While GaN offers compelling benefits in switching speed and efficiency, the decision to re-engineer a power module should be based on real system-level value – not just the appeal of new technology.
In fact, some power modules already achieve better than 97% efficiency using silicon, making them highly competitive with GaN.
Why Silicon still holds up
1. Mature and reliable
Firstly, silicon is the dominant technology and offers all the benefits of maturity and ecosystem stability: including many years of optimization, design tools, and reliability data.
Silicon has decades of development behind it. That means better modeling tools, extensive reliability data, well-understood thermal behavior, and a wide range of qualified suppliers. Engineers trust silicon-based components and already have established workflows, test benches, and layout strategies around them.
Another key advantage is silicon’s proven reliability: silicon-based power modules are already qualified in mission-critical, high-reliability applications.
2. Advanced technology
Silicon device vendors continue to improve efficiency: recent generations of superjunction MOSFETs and trench structures rival GaN in many scenarios. Advanced superjunction designs have narrowed the efficiency gap with GaN at many voltage levels (especially for applications below 60V).

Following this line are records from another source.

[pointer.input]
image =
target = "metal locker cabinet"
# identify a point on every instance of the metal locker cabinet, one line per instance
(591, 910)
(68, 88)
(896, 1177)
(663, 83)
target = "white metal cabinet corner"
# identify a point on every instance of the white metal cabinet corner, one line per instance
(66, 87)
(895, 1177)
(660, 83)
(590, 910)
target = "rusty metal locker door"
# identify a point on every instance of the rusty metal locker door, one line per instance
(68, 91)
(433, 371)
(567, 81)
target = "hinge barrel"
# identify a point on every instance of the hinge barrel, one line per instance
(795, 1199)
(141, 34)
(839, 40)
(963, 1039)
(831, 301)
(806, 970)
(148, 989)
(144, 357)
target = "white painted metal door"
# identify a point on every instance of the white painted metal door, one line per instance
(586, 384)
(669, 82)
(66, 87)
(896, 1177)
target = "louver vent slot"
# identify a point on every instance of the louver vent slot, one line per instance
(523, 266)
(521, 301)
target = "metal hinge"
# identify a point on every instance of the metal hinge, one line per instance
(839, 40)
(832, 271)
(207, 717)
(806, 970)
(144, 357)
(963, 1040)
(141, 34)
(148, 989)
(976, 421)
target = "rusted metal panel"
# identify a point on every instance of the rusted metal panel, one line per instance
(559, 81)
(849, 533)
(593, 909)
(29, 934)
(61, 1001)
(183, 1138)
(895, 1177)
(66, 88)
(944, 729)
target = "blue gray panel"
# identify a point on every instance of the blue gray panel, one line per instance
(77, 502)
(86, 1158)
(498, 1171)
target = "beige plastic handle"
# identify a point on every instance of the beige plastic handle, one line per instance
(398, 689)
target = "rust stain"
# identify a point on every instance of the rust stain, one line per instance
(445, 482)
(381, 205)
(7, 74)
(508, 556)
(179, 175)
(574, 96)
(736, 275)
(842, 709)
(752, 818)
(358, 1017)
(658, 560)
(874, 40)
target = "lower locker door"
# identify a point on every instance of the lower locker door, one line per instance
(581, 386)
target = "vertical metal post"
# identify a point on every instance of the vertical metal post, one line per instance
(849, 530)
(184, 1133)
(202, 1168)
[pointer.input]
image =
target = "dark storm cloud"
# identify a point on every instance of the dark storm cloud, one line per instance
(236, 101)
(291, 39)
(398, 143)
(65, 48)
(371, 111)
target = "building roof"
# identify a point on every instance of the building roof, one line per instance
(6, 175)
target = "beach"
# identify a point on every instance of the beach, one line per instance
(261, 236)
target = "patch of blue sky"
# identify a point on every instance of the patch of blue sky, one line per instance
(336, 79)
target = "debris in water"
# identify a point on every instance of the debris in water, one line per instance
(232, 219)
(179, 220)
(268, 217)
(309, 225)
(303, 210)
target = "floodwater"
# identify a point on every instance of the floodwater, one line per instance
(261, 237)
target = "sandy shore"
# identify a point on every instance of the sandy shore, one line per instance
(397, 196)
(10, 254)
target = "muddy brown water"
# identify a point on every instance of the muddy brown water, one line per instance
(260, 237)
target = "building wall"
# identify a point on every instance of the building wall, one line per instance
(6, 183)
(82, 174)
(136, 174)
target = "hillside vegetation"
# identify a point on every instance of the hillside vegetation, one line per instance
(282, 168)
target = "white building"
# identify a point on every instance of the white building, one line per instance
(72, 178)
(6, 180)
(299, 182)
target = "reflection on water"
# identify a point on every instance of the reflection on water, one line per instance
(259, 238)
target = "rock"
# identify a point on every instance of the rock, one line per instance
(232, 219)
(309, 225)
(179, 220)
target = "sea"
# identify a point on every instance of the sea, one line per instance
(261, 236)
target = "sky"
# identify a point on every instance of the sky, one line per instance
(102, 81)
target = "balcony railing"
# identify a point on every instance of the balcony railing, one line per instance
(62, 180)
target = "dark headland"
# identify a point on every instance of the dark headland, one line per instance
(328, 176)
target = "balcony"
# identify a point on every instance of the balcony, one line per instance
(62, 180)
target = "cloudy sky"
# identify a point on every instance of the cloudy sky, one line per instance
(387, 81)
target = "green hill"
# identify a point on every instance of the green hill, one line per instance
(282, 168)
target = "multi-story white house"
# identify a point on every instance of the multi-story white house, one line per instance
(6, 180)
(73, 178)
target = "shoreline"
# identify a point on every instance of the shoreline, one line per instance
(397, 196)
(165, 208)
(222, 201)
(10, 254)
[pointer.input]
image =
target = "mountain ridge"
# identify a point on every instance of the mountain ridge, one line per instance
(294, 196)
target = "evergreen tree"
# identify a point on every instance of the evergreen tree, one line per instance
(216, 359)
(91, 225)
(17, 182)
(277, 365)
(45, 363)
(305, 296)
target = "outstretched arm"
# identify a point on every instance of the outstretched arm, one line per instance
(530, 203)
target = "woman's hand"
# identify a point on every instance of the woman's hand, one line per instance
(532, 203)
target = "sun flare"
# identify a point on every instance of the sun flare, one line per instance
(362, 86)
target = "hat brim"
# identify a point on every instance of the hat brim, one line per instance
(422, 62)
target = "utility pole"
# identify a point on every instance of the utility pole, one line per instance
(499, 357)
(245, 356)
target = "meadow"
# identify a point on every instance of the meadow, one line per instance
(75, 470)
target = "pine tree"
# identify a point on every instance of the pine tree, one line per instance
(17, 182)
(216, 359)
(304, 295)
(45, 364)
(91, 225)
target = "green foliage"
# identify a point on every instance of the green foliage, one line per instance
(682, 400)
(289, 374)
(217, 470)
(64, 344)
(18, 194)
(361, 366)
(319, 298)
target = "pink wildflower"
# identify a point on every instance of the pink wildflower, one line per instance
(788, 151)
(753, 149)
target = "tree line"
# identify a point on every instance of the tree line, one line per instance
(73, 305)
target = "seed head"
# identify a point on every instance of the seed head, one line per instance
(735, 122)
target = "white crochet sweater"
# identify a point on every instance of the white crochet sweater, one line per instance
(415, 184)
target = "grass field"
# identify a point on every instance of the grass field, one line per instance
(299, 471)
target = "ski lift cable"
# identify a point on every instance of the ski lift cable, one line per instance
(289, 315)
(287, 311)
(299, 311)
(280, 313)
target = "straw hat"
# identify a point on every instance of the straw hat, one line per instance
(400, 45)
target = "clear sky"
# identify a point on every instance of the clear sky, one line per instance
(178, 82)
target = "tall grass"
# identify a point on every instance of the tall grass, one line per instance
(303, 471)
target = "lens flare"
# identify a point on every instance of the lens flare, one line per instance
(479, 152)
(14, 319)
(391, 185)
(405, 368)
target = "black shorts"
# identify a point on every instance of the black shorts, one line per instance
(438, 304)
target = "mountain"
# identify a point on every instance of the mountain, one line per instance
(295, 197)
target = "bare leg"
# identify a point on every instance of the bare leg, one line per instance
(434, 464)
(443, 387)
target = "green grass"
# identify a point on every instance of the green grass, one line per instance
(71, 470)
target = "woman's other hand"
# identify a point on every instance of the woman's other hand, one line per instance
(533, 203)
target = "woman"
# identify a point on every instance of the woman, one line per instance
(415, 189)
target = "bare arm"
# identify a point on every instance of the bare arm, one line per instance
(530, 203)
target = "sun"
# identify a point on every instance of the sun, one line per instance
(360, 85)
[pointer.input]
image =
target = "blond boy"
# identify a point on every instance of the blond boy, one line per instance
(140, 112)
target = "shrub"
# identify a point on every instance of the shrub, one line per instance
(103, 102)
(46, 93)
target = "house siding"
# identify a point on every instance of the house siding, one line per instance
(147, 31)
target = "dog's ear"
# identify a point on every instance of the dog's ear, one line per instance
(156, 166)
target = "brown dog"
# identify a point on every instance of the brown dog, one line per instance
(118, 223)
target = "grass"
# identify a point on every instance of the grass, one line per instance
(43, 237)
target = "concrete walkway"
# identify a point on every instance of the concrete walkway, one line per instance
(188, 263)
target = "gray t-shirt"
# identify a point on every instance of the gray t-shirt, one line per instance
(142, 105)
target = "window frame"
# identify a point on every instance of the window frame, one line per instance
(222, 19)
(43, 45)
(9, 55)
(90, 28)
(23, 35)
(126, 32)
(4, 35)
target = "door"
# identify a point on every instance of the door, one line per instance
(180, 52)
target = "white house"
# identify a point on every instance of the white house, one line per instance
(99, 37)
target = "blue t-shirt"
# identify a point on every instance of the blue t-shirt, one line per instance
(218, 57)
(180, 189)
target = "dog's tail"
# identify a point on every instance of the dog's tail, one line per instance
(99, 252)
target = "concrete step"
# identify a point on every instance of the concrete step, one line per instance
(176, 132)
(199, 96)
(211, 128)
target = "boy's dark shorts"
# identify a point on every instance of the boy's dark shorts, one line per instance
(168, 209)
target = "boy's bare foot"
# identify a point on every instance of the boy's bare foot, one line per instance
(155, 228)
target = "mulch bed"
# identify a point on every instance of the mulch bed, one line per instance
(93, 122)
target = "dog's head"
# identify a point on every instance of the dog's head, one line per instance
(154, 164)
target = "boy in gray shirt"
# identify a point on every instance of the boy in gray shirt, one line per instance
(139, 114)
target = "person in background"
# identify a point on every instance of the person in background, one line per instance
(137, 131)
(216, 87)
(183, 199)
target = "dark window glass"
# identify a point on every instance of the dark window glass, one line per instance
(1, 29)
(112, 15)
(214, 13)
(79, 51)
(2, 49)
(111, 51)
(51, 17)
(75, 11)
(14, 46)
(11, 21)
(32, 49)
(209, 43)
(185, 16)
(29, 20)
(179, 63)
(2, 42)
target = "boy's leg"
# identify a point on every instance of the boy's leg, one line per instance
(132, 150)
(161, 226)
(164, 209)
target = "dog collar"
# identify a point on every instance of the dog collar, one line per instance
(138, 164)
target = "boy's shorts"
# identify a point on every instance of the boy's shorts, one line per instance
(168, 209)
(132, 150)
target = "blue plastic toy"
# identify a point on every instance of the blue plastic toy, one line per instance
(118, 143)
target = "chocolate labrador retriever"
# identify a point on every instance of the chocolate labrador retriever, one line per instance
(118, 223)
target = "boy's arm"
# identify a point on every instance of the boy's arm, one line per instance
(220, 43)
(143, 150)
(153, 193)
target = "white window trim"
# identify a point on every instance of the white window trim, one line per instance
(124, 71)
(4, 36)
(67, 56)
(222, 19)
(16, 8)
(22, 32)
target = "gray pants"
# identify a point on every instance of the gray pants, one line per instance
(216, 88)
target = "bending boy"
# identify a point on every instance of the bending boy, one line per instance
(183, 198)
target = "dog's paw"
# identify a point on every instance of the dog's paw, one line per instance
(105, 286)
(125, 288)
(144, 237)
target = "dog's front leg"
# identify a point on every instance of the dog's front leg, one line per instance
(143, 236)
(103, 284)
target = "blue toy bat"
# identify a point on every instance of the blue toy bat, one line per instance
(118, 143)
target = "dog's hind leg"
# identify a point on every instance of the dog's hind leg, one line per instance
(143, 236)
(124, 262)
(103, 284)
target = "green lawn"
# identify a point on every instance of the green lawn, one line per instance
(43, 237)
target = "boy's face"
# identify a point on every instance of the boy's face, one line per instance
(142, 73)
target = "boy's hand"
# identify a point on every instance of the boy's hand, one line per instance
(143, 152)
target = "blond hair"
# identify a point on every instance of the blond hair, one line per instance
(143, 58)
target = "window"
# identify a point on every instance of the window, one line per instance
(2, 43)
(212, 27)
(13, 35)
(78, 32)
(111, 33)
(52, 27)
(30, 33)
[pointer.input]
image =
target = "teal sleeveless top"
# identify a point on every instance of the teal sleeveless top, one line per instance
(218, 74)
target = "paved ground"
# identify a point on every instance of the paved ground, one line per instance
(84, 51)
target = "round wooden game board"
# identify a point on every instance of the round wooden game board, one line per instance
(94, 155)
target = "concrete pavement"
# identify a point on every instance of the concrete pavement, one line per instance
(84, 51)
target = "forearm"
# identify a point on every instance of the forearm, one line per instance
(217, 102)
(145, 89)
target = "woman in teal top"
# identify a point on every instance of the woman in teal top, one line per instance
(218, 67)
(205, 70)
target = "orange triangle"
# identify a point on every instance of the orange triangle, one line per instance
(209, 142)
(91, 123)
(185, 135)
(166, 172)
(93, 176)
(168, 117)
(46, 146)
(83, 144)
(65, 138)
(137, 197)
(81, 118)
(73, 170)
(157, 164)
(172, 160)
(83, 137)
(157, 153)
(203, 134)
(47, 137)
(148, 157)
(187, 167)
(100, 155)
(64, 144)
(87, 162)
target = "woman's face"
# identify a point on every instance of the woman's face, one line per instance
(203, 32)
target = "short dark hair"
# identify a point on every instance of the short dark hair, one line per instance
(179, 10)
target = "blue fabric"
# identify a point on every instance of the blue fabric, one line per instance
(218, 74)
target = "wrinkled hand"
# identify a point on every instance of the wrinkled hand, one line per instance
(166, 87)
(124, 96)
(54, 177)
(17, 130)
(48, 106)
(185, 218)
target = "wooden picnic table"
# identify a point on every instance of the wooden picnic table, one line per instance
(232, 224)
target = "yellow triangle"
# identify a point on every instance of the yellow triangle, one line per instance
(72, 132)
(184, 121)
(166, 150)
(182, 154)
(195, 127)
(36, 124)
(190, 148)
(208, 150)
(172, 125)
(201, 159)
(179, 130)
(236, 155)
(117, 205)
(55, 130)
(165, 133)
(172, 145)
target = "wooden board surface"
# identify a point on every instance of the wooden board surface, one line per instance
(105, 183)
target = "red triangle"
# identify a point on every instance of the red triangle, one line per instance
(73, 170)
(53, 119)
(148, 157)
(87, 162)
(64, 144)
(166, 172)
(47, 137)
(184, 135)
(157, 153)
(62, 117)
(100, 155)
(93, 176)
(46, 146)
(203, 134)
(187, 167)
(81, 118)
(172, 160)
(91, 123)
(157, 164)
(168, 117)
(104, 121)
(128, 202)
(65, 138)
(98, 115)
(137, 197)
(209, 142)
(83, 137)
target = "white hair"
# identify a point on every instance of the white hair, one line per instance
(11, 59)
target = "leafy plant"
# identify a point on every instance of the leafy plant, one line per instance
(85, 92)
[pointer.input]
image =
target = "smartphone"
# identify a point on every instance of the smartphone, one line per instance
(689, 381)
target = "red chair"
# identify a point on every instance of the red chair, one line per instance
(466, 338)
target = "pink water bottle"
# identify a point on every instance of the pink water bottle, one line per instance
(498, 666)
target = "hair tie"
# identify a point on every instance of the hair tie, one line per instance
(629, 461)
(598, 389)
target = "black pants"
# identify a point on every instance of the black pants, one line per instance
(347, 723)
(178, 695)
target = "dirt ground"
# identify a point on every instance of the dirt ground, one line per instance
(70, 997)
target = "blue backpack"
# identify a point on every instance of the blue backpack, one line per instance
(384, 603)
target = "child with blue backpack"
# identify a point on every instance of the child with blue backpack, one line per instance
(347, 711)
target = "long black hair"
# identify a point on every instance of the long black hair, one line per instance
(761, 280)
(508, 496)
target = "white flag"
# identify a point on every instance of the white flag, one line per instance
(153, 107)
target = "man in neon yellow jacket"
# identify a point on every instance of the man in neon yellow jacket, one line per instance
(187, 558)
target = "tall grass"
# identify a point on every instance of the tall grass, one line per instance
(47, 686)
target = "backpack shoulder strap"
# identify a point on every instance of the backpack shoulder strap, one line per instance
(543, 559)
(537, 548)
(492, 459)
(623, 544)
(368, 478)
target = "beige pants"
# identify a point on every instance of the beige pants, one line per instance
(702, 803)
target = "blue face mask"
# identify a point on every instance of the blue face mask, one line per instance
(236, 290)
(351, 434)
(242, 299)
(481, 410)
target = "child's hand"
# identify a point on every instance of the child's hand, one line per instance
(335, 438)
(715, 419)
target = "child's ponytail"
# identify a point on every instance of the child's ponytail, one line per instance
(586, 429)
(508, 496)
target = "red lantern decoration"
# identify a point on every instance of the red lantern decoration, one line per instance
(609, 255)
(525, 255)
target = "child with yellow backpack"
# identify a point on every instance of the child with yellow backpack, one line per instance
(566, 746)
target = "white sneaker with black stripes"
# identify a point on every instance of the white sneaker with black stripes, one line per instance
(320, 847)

In terms of thermal performance and packaging: double-sided cooling and advanced packaging make today’s silicon modules more competitive. Better packaging – including dual-sided cooling, top-side cooling, and low-inductance packaging – has helped silicon-based modules manage thermal resistance more effectively. Combined with improved thermal interfaces in power modules, silicon devices can now push more power within the same form factor.
3. Lower cost and easier integration
Silicon remains more affordable and compatible with existing systems. For many applications, cost is still king. Silicon benefits from mass production and mature fabs that keep costs predictable and supply chains stable.
GaN can still carry a cost premium both for the device itself, and the necessary redesign or qualification effort to add GaN to a system.